Meine Reise verlief planmaessig und ich kam puenktlich am Abend den
28. 10., in Lima an. Das war nicht selbstverstaendlich, denn in Muenchen
begann das Einchecken so spaet, dass keine Zeit mehr blieb, mir was
zu lesen zu kaufen, weil die liebe Iberia den Schalter so spaet oeffnete
und mir dadurch auch keinen Sitzplatz reservieren konnte. Ausserdem
wollten sie noch 50.- Euro fuer 3 kg Uebergepaeck, was mich fast veranlasste
meine 2 kg Schololadengeschenke wegzuwerfen. Konnte sie aber in letzter
Minute doch noch retten. In Madrid war ich dann auf Standby, obwohl
ich schon vor 8 Wochen fest buchte. Von der LAN, der Lufthansa Suedamerikas,
buchten sie mich einfach auf diese Iberia um, die ich sehr ungern
fliege, da es eine ummoegliche Linie ist.

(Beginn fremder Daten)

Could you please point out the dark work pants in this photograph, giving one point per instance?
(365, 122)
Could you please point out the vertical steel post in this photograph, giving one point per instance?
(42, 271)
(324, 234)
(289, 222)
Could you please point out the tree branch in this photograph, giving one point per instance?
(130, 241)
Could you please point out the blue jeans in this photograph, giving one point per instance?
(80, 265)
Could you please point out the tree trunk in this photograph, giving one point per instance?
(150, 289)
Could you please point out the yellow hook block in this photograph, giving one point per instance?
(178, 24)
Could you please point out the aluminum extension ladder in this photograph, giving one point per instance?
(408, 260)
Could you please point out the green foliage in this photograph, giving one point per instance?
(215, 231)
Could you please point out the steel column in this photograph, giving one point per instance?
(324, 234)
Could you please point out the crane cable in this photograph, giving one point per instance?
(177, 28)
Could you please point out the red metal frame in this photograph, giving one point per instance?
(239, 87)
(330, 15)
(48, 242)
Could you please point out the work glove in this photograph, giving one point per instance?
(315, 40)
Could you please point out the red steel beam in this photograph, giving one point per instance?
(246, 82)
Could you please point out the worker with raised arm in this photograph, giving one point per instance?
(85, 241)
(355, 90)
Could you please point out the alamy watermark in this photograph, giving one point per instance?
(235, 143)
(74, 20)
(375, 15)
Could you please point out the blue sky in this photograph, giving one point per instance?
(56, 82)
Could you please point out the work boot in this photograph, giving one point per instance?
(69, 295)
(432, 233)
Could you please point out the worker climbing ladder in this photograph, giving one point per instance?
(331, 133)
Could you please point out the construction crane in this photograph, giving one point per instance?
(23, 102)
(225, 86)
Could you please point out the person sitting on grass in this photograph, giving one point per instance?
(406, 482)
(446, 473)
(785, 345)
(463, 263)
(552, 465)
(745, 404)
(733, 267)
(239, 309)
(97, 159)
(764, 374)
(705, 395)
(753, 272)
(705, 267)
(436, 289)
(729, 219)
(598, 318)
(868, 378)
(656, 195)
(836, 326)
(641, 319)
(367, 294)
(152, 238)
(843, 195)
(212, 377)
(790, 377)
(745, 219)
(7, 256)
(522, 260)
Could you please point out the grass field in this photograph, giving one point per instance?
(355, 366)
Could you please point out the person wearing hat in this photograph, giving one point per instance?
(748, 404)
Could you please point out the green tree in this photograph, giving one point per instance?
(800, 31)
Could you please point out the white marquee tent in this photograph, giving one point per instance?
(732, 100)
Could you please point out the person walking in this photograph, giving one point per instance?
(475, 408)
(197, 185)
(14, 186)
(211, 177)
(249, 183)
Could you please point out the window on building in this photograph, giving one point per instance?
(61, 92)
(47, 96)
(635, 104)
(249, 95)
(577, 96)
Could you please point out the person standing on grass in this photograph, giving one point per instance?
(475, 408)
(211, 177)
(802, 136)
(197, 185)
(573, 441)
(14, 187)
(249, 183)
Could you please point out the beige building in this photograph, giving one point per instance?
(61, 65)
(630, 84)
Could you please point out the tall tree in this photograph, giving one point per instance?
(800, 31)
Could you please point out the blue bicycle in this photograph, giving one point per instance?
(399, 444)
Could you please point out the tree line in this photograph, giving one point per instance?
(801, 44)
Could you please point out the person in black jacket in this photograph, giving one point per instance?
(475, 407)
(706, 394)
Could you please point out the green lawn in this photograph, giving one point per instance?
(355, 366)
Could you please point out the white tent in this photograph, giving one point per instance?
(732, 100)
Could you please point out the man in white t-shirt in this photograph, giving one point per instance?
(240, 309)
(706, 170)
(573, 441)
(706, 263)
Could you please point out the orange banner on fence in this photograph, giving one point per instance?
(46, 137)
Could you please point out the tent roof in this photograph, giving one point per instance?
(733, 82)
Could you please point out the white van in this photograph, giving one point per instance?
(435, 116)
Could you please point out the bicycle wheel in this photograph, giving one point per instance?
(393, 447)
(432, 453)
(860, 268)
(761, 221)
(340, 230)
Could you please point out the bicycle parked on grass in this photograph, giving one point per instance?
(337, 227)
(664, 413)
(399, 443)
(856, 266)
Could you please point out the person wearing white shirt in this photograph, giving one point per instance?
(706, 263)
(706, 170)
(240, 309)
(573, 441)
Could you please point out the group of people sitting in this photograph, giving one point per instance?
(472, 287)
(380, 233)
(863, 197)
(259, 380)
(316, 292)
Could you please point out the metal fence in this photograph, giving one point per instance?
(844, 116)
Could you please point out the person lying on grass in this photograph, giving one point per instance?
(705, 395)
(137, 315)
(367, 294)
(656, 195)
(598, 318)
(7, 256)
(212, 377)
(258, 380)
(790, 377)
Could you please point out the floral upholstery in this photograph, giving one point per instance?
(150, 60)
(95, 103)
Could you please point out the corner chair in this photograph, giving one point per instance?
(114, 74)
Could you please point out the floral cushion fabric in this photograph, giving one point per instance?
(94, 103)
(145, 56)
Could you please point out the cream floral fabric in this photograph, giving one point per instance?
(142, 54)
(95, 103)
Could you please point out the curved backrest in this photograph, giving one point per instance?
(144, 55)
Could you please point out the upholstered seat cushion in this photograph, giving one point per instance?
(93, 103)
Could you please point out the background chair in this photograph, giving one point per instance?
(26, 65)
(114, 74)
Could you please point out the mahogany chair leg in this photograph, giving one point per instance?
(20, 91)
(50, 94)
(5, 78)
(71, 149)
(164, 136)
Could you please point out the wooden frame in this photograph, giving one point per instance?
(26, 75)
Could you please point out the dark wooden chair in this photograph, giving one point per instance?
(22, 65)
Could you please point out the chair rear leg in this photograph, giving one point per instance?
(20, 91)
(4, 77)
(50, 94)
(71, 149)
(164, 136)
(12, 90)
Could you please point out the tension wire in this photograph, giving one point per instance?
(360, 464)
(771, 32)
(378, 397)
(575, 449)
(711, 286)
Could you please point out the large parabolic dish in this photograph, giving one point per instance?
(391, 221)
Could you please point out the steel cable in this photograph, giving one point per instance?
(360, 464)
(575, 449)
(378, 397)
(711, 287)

Ohne den Flughafen in Lima zu verlassen, ging es gleich mit unserem
Serra-Vertreter noch 800 km weiter ueber die Anden, in die gut 300
000 Einwohner zaehlende peruanische "Holzhauptstadt" Pucallpa
am grossen Ucaqali-Fluss. Obwohl es noch gute 3000 km Luftlinie zur
Amazonasmuendung sind, liegt die Stadt nur 140 m ueber dem Meeresspiegel.
Ich war staendig am Schwitzen und es regnet derzeit immer wieder.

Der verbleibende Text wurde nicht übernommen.